In my work with large organizations, some employing thousands of data scientists, I’ve noticed a shift in the types of infrastructure, platforms and tools being used to support DataOps. While some of the tools used to support DevOps practices (e.g., containers and virtualization) are still central to DataOps, there are additional needs that compel the use of newer technologies and that may hint at the next decade’s market winners.

First, at the tools layer, a DataOps practice requires a data science platform with support for the languages and frameworks beloved by the community (e.g., Python, R, data science notebooks and Github). Additionally, a robust practice should facilitate the enforcement of strict data access and governance policies at all stages of the process. Data-as-a-service or self-service data marketplace tools are key.

At the platform layer, DataOps requires a unified data fabric that can manage and provide access to massive volumes of data, including both legacy structured data as well as newer unstructured and streaming data sets. With a global data fabric, data can be managed across physical locations and processed with a breadth of compute engines, including containerized processes. Finally, the platform chosen to support data-intensive applications must optimize for data locality.

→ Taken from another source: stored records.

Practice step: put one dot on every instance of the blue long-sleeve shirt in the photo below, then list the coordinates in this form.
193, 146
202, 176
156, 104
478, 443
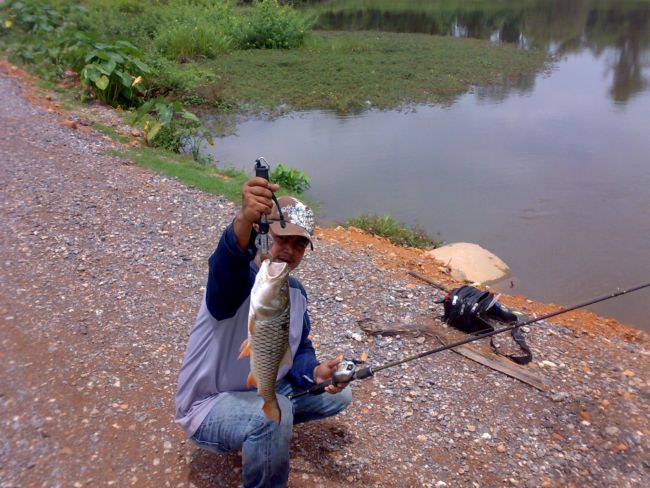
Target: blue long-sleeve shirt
211, 363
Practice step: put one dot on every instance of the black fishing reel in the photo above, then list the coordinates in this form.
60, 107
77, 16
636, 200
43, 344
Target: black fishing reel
264, 241
345, 371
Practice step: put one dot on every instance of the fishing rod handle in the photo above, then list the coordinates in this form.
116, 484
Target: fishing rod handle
262, 170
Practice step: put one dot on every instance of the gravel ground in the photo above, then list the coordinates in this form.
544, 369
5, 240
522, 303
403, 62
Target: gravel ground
103, 267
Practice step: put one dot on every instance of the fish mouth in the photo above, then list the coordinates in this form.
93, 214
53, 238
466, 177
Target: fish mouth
277, 269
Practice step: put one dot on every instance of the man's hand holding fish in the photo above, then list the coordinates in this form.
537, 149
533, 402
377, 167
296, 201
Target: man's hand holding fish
249, 348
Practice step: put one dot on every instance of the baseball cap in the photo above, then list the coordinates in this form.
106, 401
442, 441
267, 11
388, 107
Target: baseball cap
298, 217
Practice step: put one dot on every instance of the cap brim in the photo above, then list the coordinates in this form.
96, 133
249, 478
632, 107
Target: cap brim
291, 230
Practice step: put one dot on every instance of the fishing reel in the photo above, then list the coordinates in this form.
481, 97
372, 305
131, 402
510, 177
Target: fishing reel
345, 371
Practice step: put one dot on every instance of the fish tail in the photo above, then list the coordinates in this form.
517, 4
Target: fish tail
272, 410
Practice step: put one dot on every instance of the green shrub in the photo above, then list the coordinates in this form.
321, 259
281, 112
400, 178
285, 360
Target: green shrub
393, 230
290, 179
166, 124
193, 40
270, 25
115, 73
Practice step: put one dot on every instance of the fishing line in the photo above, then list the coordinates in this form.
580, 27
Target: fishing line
368, 371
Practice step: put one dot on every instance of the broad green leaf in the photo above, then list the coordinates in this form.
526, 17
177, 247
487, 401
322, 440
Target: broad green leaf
153, 132
102, 82
143, 67
190, 116
108, 67
118, 58
123, 77
165, 114
90, 56
91, 72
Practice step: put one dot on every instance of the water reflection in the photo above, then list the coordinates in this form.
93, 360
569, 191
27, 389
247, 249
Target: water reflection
618, 29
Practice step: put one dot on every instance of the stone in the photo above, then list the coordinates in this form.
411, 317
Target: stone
470, 262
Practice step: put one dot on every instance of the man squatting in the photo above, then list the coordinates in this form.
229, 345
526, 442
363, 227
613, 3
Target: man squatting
213, 404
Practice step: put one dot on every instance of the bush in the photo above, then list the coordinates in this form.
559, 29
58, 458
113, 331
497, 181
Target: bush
193, 40
393, 230
166, 124
270, 25
115, 73
290, 179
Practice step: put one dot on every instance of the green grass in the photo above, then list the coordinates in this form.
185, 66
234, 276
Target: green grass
349, 71
345, 71
393, 230
227, 182
110, 132
217, 181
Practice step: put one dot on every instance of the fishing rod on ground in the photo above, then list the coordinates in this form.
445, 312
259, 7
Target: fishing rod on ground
348, 371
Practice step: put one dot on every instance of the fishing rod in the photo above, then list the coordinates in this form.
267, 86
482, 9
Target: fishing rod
347, 370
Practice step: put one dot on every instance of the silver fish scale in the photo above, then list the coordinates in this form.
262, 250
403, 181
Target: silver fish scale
270, 341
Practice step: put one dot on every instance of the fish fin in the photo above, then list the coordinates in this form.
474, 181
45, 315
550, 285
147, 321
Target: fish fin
287, 358
244, 349
272, 411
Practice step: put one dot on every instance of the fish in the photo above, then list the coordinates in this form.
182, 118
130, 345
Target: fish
268, 333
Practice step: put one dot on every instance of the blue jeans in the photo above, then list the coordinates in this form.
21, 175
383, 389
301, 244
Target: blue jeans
237, 422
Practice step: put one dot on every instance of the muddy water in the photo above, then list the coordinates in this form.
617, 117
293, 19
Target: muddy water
551, 173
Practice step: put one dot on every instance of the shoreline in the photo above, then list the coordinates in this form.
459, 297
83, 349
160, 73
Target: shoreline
398, 259
401, 260
96, 327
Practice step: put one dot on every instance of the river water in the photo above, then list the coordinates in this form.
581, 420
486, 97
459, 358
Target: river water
551, 173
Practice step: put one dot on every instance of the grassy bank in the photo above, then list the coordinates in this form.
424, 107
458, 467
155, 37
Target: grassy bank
349, 71
204, 53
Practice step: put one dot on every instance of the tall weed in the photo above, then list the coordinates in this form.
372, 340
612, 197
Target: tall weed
270, 25
193, 40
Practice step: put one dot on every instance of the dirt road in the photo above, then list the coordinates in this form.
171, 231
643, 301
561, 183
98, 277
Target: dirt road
103, 266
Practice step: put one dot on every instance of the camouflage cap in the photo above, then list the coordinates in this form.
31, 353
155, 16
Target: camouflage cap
299, 219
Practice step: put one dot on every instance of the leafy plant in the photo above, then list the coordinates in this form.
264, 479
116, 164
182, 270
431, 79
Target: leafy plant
272, 26
166, 124
393, 230
116, 73
290, 179
193, 40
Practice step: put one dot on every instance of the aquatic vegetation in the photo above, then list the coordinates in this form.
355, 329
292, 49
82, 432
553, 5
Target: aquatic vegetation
290, 179
393, 230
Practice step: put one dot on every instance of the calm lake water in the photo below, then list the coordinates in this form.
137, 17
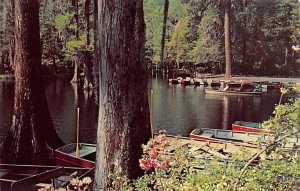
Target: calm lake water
177, 109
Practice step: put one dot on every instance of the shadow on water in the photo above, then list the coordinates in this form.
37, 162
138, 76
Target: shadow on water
177, 109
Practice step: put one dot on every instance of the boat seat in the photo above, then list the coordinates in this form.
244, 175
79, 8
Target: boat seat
207, 134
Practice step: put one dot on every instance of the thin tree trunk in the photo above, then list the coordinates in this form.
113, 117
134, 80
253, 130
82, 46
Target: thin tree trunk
32, 131
124, 123
8, 17
227, 38
88, 63
96, 55
75, 78
163, 36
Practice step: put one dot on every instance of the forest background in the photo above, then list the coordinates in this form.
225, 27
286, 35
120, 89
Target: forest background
263, 34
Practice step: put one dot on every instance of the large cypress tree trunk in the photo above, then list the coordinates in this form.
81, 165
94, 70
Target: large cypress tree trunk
32, 132
227, 38
123, 124
163, 36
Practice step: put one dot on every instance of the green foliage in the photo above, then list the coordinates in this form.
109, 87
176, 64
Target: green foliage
178, 47
209, 46
277, 169
153, 10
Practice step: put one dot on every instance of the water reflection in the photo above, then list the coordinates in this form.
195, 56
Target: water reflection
176, 109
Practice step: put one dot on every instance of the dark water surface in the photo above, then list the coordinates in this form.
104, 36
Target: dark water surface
177, 109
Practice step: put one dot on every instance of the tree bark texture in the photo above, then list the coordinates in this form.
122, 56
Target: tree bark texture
32, 131
163, 36
87, 67
124, 123
8, 25
227, 38
96, 55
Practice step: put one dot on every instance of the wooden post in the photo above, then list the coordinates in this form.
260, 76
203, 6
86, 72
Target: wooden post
77, 137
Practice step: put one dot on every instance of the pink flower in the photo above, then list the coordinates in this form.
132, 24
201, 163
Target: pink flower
153, 153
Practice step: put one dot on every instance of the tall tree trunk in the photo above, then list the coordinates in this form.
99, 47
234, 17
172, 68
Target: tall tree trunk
227, 38
75, 78
163, 36
124, 123
87, 67
32, 131
8, 17
96, 55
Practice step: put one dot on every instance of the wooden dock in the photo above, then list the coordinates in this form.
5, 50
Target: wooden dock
209, 150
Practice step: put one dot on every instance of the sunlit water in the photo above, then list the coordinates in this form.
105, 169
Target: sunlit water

The Next Generation Of Market Winners

As a veteran and student of the software industry, I know that the only constant is change. Although nobody has a crystal ball, I think it’s safe to say that the next 10 years in the data center will be different from the last. One trend to keep your eye on is DataOps. As these practices become more widespread, I predict that we will see a shift in the technology marketplace. The winners will be the companies that provide the tools and platforms that make it easier to develop and deploy data-intensive applications.